SACRAMENTO (AP) — Federal judges have ordered California to speed up its process for releasing some nonviolent inmates as part of a previous order forcing the state to sharply reduce its prison population.
The three-judge panel on Friday gave the state a Jan. 1 deadline to start considering parole for nonviolent second-strike inmates.
The state is required to forward the names of inmates who meet the criteria to the parole board once they have served half their prison sentences.

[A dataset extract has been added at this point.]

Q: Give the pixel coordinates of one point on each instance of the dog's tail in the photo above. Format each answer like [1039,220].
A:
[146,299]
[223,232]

In February, the judges ordered California to take that step as one of many designed to cut the prison population and improve conditions for inmates, but attorneys representing inmates said the state was taking too long to set up the parole process. The federal panel agreed, writing that “the record contains no evidence that defendants cannot implement the required parole process by that date, 11 months after they agreed to do so ‘promptly.'”
The state will comply with the deadline, corrections department spokeswoman Deborah Hoffman said.
California has reduced its prison population by about 25,000 inmates, primarily through a law that sends lower-level offenders to county jails instead of state prisons, but the drop has leveled off. It also has spent billions of dollars on new medical facilities and staff, including opening an $839 million prison medical facility in Stockton last fall.
In 2013, the most recent state records show, there were more than 14,000 inmates in prison for nonviolent second-strike crimes, the Los Angeles Times reported.
Officials are releasing each month about 500 such repeat offenders an average of six weeks early.